For roughly a third of the movie, when the camera does pan up, what the audience sees is St. Louis. Specifically, the Hill, cast as a Midwestern version of Little Italy. That the filmmakers were required to make very few alterations to the St. Louis of the early 2000s in order to capture the look and feel of 1950s St. Louis has been slyly derided in a handful of on-location accounts of the creative process (see Matthew Everett's "Quiet on the Set!" in the July 16, 2003, issue of Riverfront Times) -- a supposed snarl at our town's backwater tendencies. There's another way of looking at this phenomenon, however: To borrow a phrase from the U.S. head coach's locker-room speech at halftime, the utilization of St. Louis as a virtually unfettered backdrop for this film is testament to the "character and stamina" of the city's residential housing stock, churches and public spaces.

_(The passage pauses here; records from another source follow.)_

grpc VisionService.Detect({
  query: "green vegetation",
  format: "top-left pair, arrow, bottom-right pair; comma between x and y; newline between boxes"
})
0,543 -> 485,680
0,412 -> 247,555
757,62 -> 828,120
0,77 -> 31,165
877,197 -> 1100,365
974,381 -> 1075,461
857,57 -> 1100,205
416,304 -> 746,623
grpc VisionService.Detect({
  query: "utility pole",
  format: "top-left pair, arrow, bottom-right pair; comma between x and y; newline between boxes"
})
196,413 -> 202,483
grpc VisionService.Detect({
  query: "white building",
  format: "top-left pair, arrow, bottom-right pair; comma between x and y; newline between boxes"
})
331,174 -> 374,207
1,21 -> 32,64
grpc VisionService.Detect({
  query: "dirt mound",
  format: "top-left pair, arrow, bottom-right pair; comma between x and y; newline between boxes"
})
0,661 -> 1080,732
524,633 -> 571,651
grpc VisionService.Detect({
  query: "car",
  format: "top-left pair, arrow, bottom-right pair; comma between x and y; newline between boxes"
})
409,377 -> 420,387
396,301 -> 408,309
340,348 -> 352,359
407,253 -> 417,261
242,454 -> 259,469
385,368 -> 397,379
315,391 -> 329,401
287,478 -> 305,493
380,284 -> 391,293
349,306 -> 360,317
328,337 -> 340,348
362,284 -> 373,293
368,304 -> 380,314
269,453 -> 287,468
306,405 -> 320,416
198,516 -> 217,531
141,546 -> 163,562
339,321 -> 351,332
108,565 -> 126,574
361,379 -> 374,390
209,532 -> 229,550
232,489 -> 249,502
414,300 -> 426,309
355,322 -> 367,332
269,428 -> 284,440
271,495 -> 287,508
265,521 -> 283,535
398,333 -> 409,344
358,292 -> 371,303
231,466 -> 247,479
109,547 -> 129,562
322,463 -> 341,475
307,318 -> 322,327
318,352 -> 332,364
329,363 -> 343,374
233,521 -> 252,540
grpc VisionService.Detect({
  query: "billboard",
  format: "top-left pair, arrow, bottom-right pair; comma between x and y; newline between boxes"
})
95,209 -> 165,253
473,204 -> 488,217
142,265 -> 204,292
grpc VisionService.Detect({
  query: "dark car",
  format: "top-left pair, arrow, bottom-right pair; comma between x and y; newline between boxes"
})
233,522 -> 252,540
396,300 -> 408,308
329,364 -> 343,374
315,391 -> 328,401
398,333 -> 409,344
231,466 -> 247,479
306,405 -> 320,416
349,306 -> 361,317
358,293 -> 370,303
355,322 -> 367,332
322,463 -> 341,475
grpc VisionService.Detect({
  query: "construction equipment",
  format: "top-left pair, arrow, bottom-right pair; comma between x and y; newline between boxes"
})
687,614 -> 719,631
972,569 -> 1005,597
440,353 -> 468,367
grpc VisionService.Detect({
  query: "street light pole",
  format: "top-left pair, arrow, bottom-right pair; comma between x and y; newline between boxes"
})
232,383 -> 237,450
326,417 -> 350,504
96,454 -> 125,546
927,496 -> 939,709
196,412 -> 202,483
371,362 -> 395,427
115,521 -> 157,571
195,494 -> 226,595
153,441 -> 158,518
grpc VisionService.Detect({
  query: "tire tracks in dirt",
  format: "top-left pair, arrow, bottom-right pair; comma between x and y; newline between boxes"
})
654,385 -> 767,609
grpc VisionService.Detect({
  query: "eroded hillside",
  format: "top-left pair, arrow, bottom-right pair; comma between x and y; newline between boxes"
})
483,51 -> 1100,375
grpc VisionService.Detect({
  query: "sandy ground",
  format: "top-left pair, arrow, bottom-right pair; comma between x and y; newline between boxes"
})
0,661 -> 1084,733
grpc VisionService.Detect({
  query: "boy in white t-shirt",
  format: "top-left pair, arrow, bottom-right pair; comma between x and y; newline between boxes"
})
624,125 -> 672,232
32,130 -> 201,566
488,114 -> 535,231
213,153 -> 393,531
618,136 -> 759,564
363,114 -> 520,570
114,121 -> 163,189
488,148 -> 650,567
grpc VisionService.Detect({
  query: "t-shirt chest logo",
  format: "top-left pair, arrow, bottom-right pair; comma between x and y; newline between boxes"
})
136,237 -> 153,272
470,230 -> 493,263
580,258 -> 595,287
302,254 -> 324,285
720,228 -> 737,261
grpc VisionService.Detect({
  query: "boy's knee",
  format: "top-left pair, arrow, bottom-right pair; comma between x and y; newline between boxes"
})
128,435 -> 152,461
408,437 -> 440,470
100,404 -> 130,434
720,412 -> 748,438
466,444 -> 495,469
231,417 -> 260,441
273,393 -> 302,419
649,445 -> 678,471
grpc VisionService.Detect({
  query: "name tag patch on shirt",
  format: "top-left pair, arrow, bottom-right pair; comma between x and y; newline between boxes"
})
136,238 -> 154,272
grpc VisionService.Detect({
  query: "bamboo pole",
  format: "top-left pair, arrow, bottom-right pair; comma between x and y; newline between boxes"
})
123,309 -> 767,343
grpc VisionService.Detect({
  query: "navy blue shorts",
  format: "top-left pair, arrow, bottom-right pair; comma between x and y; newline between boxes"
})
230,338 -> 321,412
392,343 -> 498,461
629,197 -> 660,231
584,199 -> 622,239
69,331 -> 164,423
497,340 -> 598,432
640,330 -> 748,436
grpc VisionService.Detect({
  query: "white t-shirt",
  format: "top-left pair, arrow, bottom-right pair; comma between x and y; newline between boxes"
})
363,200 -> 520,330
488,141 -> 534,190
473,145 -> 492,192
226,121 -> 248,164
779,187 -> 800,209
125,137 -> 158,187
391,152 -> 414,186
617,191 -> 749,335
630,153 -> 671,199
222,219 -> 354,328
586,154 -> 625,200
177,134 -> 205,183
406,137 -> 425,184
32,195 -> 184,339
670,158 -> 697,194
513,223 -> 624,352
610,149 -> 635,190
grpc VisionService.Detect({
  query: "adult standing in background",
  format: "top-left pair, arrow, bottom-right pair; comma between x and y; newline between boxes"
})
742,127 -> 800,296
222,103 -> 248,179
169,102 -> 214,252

Ultimately, the yeomanlike Hill is eclipsed by the film's electric rendering of Brazil (the site of the climactic showdown), where the players -- convinced that they're about to get their asses handed to them by the Brits (which is exactly what happened in a pre-Cup tune-up in New York City) -- get hammered by a saucy onslaught of caipirinhas, Brazil's rummy signature cocktail.
For fans who seek the best of both these worlds (which is to say, distilled South American sugar cane and a view of St. Lou's finest brick architecture), a post-screening sojourn on the patio of Yemanja Brasil in Benton Park should strike the perfect balance.